Reach Out to Your Bank
It’s a good idea to let your bank know when you’re deploying and how long you’ll be gone. This way, they can make a note in your accounts and prevent any fraud that may occur while you’re away.
Contact Your Credit Card Companies
In the same vein, you should contact your credit card companies if you have any outstanding debt. They will often lower your interest rates while you’re away, giving you a chance to knock out your debt faster — which should be a priority if you haven’t already made it one.
Reach Out to Your Car Insurance Company
“If your vehicle will be in storage during your deployment, reach out to your insurance company. They can lower your premiums while you’re away,” Langford said.
Service members have certain rights on deployment or before a permanent change of station (PCS), per the Servicemember’s Civil Relief Act (SCRA). This includes the right to terminate an apartment lease, car lease or cellphone contract without penalty.
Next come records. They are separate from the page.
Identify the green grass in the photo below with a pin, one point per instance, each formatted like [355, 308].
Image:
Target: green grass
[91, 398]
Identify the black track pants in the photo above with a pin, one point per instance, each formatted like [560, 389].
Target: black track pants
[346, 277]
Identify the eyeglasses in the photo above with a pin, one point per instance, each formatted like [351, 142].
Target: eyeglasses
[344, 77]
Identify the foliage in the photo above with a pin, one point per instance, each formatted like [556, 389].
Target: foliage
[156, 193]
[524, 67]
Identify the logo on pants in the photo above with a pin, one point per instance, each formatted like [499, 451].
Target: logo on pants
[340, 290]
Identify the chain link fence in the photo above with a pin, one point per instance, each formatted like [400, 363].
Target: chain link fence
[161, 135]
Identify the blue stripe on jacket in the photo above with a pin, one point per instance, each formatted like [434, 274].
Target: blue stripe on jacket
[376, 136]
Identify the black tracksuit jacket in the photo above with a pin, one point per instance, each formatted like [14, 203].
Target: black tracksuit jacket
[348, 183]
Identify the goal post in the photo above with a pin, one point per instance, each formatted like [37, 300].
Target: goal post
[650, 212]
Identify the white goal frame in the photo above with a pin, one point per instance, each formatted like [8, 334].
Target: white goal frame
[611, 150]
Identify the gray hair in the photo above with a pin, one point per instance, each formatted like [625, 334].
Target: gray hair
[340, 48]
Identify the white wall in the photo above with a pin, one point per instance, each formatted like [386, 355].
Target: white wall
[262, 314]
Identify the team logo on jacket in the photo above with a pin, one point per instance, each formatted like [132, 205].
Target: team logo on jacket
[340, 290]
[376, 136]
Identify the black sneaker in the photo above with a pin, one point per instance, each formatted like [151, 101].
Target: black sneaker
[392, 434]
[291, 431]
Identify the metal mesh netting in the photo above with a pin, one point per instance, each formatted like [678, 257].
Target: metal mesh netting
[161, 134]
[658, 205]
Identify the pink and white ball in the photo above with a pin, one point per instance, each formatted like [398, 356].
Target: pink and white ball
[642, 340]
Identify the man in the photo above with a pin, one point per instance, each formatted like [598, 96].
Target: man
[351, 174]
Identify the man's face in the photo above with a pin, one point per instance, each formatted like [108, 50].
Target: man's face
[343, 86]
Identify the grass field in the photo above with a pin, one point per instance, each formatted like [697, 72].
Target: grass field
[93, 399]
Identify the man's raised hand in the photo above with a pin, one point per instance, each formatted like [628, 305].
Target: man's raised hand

If you have a contract you know you won’t be using while you’re away, consider canceling it and pocketing the cash.
Prepare Financial Records
Put together a binder or folder with information about your bank accounts and any other assets your loved ones should be aware of. You should include your will, power of attorney, medical directive and letter of instruction should anything happen to you. This way, you can be sure that everything’s squared away and in safe hands before you leave.